The Wife’s Perspective:
“His face lost feeling. He stopped laughing (restricted range of affect; feelings of detachment).
“His breathing changed when he was driving, sometimes it kind of bubbled when he breathed out, or he would breathe in a very shallow way (shallow breathing is a sign of stress).
“His speech was choppy; he would say three words and pause, three more words and pause (difficulty concentrating).
“He stopped playing with the kids. He had roughhoused and tumbled with them, and he stopped. He became intolerant, focused and single-minded. We had shared picking up our son from private school, but I got so I didn’t call him to pick him up, because he seemed “put off’ (irritability) and I was afraid that he would be that way with our son. I started having our neighbor pick him up. I thought ‘I’ve lost him for a life time’. My kids just responded like he was dead. I told them that their daddy had been through something that had hurt his heart so much that it had changed him (restricted range of affect; diminished participation in significant activities).

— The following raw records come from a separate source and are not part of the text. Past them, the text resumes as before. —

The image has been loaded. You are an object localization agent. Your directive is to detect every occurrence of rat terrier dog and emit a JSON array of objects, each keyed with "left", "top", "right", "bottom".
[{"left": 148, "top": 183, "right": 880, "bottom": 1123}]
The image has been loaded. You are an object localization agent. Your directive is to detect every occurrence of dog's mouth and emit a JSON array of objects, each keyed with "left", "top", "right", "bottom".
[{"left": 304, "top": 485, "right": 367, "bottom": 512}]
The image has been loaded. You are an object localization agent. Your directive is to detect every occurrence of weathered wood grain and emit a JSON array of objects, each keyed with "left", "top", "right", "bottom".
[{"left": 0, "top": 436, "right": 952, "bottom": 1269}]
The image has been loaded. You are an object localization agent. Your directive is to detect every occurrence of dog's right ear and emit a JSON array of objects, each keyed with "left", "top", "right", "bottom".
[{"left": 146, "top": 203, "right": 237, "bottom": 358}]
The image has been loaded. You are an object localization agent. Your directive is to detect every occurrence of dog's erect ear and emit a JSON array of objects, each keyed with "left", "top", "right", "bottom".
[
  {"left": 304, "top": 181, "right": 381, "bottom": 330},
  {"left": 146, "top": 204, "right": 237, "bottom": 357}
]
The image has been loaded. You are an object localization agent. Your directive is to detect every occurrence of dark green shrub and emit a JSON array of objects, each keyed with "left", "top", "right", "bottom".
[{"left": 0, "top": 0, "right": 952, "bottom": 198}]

“He had lots of trouble sleeping. The first month, he had a lot of nightmares (distressing dreams). Since then, he yelled out and was frantic in bed, about once a month and he jerked in his sleep, especially in his legs. If I tried to wake him up to stop the nightmare, or bumped him in his sleep, he was instantly and loudly awake. If he fell asleep on the floor, I could not wake him up gradually...he startled awake. (Problems of arousal, problems sleeping, hypervigilence, flashbacks).